Dlatego w praktyce najczęściej firmowa strona pozostaje powiązana z prywatnymi profilami pracowników. Zdaniem Łukasza Dębskiego przewidujący przedsiębiorca powinien zabezpieczyć się przed sytuacją, w której ów kluczowy pracownik odejdzie z firmy. Najlepszą praktyką jest w takim przypadku dodanie do grona administratorów jeszcze jednej lub dwóch osób.
– Dodana osoba może przejąć stronę i obsługiwać ją sama lub też dodać innego administratora. Może także usunąć pierwotnego twórcę. Wówczas utraci on dostęp do administrowania stroną – tłumaczy Dębski.
Na portalu społecznościowym bezpieczniej założyć konto służbowe

dr Rafał Wiewiórowski, generalny inspektor ochrony danych osobowych

Szefowie coraz częściej nakazują pracownikom rejestrować się na Facebooku i zakładać tam strony promujące ich firmę, w następstwie czego bywają upubliczniane dane pracownika.
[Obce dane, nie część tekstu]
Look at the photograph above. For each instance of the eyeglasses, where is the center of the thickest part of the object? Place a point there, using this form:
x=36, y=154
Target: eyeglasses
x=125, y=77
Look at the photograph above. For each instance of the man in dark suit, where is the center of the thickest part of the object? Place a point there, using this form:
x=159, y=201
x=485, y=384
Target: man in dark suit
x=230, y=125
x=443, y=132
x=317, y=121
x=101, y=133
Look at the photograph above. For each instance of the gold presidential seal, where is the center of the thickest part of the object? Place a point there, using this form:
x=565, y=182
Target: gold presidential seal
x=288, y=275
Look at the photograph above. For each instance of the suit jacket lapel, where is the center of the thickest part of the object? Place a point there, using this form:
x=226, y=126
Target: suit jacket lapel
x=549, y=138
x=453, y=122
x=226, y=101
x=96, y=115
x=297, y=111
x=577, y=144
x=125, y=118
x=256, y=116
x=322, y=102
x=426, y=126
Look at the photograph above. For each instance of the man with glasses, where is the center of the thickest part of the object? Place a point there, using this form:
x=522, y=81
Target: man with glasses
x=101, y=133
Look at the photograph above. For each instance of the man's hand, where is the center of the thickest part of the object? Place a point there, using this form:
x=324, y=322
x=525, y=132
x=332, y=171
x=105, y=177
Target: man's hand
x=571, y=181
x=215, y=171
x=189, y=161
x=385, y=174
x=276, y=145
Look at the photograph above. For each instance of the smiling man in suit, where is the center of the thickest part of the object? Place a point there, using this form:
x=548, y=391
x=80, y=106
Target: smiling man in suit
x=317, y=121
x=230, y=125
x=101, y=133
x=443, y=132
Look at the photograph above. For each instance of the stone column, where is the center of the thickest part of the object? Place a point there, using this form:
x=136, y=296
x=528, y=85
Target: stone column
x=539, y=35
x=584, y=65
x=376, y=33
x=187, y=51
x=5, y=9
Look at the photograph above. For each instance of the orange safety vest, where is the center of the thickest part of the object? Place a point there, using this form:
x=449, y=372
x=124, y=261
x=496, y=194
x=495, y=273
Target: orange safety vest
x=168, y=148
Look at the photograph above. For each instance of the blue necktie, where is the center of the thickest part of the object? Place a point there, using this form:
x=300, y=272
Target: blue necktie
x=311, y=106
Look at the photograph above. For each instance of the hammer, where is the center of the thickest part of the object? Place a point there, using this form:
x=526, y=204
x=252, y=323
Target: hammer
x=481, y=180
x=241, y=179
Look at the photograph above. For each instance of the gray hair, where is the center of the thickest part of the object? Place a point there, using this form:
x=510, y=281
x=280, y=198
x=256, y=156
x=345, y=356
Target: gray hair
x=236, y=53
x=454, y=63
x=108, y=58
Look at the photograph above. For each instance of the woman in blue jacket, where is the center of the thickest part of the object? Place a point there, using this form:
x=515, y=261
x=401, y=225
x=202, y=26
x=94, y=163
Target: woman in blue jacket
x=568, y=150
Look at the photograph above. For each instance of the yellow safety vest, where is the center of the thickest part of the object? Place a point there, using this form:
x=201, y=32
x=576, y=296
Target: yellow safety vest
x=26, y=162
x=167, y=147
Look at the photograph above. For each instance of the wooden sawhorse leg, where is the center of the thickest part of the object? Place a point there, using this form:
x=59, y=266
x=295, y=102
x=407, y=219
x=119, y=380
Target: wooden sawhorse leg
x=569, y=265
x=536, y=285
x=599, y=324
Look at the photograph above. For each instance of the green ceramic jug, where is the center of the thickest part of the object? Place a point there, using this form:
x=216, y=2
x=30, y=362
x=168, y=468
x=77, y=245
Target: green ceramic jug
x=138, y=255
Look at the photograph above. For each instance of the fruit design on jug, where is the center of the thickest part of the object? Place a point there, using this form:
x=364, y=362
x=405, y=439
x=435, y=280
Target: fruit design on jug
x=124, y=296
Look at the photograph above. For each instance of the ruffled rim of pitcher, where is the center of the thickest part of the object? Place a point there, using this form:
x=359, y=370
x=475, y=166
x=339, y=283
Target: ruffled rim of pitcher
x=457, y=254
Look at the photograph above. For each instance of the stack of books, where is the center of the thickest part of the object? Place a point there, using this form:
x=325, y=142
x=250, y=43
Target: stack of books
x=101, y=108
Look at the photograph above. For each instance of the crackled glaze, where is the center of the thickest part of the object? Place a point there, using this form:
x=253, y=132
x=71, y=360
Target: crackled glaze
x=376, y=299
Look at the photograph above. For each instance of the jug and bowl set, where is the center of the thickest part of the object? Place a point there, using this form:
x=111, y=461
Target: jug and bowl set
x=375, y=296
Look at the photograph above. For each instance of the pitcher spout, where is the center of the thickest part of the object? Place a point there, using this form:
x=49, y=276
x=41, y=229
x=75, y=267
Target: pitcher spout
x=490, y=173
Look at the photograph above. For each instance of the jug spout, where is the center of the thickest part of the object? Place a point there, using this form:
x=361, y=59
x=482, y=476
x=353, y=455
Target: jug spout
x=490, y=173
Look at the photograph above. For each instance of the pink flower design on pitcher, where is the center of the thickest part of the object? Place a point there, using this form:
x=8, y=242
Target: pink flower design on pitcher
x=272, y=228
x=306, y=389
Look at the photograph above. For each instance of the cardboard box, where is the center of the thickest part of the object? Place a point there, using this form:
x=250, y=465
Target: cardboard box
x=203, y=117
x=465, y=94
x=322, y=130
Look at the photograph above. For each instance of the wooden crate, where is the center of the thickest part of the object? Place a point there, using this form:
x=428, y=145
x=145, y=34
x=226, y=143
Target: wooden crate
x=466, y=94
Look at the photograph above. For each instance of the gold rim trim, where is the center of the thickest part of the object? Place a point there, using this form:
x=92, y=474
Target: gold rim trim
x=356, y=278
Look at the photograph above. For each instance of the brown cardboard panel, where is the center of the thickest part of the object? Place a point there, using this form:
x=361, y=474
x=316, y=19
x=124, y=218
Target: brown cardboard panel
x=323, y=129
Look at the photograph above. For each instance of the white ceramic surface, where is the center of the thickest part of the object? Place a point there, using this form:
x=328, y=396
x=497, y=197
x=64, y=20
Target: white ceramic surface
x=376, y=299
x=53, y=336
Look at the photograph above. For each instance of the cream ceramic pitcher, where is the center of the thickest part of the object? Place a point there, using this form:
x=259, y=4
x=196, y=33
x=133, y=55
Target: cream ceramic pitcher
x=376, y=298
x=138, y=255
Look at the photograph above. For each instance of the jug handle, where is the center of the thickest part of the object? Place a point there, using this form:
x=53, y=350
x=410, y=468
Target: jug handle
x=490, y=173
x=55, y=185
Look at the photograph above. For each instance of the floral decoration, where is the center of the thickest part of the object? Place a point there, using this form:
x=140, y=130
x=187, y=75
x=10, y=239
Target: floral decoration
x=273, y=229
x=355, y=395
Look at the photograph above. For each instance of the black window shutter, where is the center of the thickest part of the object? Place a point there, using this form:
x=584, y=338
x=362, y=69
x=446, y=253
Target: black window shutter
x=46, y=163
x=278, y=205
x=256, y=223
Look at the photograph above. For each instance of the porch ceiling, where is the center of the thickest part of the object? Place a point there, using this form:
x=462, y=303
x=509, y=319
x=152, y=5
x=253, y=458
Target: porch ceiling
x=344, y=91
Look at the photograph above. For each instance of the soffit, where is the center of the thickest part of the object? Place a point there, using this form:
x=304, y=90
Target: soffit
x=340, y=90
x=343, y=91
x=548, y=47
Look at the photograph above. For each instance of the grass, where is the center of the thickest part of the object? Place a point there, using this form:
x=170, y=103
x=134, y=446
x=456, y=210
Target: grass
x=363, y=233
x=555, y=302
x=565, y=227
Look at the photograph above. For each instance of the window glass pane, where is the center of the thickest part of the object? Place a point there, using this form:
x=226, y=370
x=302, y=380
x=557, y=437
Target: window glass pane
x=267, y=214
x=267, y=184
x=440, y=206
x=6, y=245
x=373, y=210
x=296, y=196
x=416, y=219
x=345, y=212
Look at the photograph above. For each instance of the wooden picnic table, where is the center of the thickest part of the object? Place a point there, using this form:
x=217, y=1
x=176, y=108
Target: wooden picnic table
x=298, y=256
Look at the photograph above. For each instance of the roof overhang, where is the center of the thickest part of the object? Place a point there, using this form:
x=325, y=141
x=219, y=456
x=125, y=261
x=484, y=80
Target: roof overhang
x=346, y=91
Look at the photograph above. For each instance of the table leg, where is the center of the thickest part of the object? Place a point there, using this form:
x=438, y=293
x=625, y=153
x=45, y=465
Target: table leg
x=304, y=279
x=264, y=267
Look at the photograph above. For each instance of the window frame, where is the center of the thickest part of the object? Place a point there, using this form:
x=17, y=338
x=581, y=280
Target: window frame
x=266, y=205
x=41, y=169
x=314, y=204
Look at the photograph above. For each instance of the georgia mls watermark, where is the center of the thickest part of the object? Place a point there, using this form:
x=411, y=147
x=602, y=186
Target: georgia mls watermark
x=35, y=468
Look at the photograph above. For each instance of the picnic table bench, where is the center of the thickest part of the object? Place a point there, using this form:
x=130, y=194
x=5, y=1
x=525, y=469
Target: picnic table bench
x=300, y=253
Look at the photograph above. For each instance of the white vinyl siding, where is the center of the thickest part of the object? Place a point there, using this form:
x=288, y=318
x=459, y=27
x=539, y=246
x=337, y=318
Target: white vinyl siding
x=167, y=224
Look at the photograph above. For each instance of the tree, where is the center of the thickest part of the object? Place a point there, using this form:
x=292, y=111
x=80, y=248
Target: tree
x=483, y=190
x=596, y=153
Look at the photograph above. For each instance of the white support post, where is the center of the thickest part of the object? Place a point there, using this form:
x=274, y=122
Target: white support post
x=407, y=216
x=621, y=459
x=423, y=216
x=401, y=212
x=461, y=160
Jeśli mamy do czynienia z nakazem wykorzystywania prywatnego profilu pracownika na potrzeby pracodawcy, to może dochodzić do ujawniania informacji związanych z prywatną sferą życia pracownika, a to byłoby niedopuszczalne. Dlatego ważne jest, by osoba zatrudniona do celów marketingowych po objęciu stanowiska założyła specjalne konto przeznaczone do celów służbowych.
Sprawa dodatkowo komplikuje się, jeśli pracownik odchodzi z firmy. To, co będzie dalej dziać się z danymi, które na stronie firmy zamieścił pracownik, uzależnione jest od tego, jaką miał umowę z pracodawcą. Prawdą jest, że przy źle skonstruowanej umowie osoba odchodząca z firmy i likwidująca konto np. na Facebooku może powodować niepożądane zmiany w profilu przedsiębiorstwa.